Open Vocabulary Learning for Neural Chinese Pinyin IME
Zhuosheng Zhang, Yafang Huang, Hai Zhao

TL;DR
This paper introduces a neural P2C conversion model with an online updated vocabulary and sampling mechanism, improving Chinese input methods by better handling ambiguities and supporting open vocabulary learning during user input.
Contribution
It presents a novel neural P2C model with an online vocabulary update mechanism, enhancing input accuracy and adaptability over traditional fixed-vocabulary models.
Findings
Outperforms commercial IMEs and traditional models on standard datasets.
Online vocabulary updates improve user input following.

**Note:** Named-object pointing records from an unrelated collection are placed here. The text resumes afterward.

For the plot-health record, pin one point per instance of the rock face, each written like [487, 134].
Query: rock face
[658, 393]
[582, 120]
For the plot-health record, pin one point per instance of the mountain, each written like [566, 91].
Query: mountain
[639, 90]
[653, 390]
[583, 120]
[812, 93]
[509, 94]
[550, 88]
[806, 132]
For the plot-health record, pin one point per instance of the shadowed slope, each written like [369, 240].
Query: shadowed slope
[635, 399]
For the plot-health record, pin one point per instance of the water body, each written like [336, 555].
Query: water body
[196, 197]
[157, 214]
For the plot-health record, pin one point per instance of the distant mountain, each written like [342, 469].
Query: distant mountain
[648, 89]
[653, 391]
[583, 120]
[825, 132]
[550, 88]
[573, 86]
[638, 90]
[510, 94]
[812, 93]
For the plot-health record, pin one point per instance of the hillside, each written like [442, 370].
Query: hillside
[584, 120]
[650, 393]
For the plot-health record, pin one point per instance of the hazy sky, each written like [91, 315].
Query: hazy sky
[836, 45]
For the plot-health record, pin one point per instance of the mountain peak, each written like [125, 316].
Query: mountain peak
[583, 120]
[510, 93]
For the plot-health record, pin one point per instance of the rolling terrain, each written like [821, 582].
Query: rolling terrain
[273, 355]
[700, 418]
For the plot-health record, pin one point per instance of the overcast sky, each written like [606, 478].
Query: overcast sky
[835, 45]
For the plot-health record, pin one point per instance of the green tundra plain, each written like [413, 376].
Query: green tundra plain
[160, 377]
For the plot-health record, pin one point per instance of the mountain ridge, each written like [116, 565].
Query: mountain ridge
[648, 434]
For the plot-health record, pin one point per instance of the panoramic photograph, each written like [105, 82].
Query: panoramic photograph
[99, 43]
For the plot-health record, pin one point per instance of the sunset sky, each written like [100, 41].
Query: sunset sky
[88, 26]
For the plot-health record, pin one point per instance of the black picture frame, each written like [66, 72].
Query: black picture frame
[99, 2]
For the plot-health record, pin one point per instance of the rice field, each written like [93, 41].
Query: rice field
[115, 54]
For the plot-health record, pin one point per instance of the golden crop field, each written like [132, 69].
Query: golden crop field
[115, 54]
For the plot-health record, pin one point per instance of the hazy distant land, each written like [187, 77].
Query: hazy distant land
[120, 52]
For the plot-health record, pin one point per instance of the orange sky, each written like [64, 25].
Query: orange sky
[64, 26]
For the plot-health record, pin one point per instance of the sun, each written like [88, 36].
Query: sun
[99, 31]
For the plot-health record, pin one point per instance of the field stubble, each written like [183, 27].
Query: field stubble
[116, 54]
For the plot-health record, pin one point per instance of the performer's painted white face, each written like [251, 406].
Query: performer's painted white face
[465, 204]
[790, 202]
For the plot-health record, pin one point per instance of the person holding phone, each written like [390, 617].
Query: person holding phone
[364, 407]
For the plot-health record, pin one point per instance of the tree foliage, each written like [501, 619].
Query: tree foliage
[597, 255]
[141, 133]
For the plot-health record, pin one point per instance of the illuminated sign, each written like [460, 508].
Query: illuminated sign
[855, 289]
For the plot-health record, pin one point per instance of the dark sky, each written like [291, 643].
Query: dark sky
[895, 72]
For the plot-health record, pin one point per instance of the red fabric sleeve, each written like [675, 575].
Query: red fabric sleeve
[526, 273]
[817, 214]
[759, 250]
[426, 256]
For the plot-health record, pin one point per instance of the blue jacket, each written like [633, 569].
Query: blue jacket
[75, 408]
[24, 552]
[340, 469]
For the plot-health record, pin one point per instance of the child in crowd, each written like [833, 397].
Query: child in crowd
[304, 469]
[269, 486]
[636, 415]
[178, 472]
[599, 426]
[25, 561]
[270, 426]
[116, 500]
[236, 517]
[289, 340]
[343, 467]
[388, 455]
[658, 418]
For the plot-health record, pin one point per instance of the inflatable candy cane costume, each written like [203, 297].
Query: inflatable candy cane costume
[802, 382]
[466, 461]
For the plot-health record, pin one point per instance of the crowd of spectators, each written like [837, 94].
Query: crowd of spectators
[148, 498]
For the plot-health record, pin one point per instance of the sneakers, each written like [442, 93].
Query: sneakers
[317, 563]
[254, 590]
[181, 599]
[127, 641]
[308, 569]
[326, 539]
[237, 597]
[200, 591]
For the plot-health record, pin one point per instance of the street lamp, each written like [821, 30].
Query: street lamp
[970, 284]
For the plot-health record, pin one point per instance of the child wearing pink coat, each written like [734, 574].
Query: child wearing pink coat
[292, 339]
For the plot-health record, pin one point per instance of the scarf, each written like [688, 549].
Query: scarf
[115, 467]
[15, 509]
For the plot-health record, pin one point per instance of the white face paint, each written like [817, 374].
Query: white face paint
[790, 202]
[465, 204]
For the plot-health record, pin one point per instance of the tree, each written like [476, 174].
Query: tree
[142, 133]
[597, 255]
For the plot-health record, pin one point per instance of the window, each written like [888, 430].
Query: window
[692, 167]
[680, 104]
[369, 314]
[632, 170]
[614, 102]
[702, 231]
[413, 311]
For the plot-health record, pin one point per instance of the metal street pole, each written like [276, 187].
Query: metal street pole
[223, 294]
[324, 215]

Supports open vocabulary learning during IME operation.
Abstract
Pinyin-to-character (P2C) conversion is the core component of pinyin-based Chinese input method engine (IME). However, the conversion is seriously compromised by the ambiguities of Chinese characters corresponding to pinyin as well as the predefined fixed vocabularies. To alleviate such inconveniences, we propose a neural P2C conversion model augmented by an online updated vocabulary with a sampling mechanism to support open vocabulary learning during IME working. Our experiments show that the proposed method outperforms commercial IMEs and state-of-the-art traditional models on standard corpus and true inputting history dataset in terms of multiple metrics and thus the online updated vocabulary indeed helps our IME effectively follows user inputting behavior.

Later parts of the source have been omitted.